THERE is a common belief that the more shocking and terrible the circumstances of a fatal accident, the higher damages ought to be and the sums should also act as a punishment for those responsible; unfortunately, this is not correct.

When a court considers how much compensation to award in a fatal accident case, it looks purely at the relative making the claim and the relationship with the dead person, and decides what level award is fair. There is no element of punishment towards the responsible party.

Members of the immediate family can claim compensation for their distress in thinking of the deceased’s sufferings, their own grief, and for the loss of his or her company. The court fixes the amount by looking at the level of awards in previous similar cases. Widows and widowers tend to receive the highest amounts, particularly if the marriage was a long and happy one, with awards of £50,000 to £100,000 not being unusual.

Parents who lose children also come in for high awards but by contrast, children left parent-less tend to get very much less. The reasoning is not always easy to follow. Sometimes it might be said very young children barely knew their parents, and in cases involving the death of an elderly parent, it could be said that the final curtain was going to fall shortly anyway.

Therefore, death caused by a shocking accident will not necessarily result in higher compensation. If a child is too young to have known his or her mother, it will make no difference that she was killed in a particularly horrifying manner.

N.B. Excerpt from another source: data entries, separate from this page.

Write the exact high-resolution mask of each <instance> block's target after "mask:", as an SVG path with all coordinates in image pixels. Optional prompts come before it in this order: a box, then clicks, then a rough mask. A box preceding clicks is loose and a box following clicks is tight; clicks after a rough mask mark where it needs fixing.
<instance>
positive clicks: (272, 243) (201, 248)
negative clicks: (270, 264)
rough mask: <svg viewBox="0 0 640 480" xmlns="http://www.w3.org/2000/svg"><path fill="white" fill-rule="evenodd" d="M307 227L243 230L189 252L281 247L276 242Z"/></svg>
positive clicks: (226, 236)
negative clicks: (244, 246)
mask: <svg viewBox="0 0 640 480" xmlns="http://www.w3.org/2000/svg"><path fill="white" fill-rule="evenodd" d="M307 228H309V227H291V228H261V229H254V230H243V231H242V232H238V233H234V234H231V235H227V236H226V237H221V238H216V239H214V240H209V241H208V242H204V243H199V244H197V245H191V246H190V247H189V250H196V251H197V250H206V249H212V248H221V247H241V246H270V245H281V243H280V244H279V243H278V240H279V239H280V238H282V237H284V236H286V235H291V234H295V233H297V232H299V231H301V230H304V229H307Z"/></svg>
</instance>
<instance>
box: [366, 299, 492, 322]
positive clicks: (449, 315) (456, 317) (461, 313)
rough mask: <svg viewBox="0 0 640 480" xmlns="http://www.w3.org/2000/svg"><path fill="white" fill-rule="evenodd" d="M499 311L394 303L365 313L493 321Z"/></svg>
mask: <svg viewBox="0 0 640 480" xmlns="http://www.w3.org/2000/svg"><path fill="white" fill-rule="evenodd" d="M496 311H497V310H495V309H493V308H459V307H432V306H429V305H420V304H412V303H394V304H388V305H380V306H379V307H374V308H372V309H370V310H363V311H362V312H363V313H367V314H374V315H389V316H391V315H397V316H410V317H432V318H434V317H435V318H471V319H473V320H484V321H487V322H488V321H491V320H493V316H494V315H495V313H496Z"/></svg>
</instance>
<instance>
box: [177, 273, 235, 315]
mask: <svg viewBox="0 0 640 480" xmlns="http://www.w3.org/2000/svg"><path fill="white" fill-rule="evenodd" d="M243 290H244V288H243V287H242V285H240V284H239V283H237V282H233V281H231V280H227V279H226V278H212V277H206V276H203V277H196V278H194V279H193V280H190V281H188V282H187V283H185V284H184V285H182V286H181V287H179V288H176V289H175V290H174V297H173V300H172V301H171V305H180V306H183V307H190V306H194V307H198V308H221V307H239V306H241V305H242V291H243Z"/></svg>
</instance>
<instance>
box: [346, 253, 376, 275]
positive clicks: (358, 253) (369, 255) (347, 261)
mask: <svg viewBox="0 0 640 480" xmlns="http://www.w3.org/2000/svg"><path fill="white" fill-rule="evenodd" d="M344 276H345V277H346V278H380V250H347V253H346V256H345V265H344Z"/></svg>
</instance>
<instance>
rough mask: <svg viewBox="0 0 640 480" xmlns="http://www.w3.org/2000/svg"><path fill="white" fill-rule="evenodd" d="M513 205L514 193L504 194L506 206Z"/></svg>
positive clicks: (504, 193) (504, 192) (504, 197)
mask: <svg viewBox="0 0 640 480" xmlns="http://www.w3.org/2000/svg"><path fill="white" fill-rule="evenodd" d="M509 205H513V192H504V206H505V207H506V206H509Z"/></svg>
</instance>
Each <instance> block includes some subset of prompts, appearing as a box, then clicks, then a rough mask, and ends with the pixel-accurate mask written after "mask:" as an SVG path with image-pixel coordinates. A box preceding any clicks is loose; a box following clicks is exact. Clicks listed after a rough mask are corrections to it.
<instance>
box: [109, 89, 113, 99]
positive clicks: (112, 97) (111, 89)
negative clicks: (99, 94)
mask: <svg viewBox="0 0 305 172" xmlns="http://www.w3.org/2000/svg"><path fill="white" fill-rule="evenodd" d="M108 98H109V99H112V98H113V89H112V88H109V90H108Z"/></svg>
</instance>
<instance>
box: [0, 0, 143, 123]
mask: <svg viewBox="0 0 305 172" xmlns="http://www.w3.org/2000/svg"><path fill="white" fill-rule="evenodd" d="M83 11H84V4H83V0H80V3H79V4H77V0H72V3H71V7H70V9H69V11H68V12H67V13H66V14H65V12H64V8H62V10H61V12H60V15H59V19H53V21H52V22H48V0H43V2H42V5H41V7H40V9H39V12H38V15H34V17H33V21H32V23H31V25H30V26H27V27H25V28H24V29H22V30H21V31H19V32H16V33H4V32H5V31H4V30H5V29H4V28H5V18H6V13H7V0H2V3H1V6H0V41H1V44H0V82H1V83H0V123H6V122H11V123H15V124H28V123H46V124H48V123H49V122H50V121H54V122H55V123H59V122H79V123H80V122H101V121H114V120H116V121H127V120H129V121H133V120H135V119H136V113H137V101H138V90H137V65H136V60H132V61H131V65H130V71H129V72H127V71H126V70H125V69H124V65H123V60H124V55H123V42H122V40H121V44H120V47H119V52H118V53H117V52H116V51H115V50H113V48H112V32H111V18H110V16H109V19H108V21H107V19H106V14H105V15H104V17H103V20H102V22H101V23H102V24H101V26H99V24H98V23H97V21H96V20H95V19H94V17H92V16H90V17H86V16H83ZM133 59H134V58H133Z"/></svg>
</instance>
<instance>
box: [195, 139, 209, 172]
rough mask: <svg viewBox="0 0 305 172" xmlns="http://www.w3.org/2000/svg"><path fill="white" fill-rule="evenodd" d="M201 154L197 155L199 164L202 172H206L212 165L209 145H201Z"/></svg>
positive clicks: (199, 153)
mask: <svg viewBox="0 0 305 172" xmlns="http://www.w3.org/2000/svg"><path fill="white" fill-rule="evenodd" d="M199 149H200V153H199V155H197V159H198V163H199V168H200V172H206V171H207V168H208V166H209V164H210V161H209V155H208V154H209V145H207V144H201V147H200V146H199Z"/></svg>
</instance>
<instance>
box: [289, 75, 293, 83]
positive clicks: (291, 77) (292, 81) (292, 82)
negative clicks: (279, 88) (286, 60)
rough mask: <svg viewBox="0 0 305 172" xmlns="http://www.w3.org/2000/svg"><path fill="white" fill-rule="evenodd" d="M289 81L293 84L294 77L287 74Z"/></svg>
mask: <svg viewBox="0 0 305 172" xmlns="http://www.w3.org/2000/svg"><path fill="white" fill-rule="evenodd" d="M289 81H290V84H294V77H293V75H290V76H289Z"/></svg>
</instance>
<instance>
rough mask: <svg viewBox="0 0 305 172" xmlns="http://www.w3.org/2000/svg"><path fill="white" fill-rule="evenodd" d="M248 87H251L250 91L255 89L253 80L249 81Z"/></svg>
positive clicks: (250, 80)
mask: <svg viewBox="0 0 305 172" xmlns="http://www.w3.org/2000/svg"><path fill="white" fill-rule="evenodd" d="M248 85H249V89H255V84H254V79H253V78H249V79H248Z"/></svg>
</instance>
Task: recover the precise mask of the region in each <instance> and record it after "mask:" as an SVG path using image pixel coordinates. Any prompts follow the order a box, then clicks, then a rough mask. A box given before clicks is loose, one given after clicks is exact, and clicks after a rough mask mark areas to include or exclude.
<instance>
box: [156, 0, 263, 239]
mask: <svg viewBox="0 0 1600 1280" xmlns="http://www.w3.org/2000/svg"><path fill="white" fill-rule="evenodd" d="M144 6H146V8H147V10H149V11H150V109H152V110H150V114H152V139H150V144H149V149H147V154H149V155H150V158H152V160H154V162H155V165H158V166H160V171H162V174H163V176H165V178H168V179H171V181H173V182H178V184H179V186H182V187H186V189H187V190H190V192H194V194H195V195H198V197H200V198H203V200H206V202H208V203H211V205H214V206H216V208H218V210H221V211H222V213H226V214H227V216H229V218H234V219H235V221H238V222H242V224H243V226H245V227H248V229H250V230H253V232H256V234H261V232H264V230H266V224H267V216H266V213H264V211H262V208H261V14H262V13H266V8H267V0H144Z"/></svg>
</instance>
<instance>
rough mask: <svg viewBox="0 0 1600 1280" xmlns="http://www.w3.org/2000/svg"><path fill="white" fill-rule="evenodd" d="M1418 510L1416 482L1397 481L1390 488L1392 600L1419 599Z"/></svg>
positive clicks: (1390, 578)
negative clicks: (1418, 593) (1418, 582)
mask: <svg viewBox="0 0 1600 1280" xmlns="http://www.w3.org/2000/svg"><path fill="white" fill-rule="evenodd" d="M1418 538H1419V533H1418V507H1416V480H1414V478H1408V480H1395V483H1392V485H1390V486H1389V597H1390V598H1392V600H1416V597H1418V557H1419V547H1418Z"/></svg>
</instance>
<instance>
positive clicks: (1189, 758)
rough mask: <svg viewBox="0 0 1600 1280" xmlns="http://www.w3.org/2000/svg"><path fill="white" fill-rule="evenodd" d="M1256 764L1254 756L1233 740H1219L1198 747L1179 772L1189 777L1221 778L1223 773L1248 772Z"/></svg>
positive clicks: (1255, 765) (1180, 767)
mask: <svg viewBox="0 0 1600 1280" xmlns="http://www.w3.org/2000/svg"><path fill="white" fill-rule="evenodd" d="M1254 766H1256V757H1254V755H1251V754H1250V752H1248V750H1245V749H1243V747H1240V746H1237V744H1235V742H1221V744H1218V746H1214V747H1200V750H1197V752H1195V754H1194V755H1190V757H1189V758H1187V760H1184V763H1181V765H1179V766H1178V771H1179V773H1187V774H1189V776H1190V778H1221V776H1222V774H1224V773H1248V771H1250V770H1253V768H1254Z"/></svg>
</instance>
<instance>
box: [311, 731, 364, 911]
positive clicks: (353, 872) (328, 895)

Terrible accidents may, ironically, also result in mercifully quick deaths, resulting in lower awards based on minimal suffering on the dead person’s part.

In addition, all relatives can claim compensation if they were being supported by the dead person and the level of the award will reflect the amount of support which was being given.

Spouses and children tend to receive higher awards under this head, but for obvious reasons it is rare for parents to have any such claim.

It is very much to be hoped that the families of the victims of fatal accidents are able to settle their claims without difficulty, and move on from what is a dark chapter of their lives.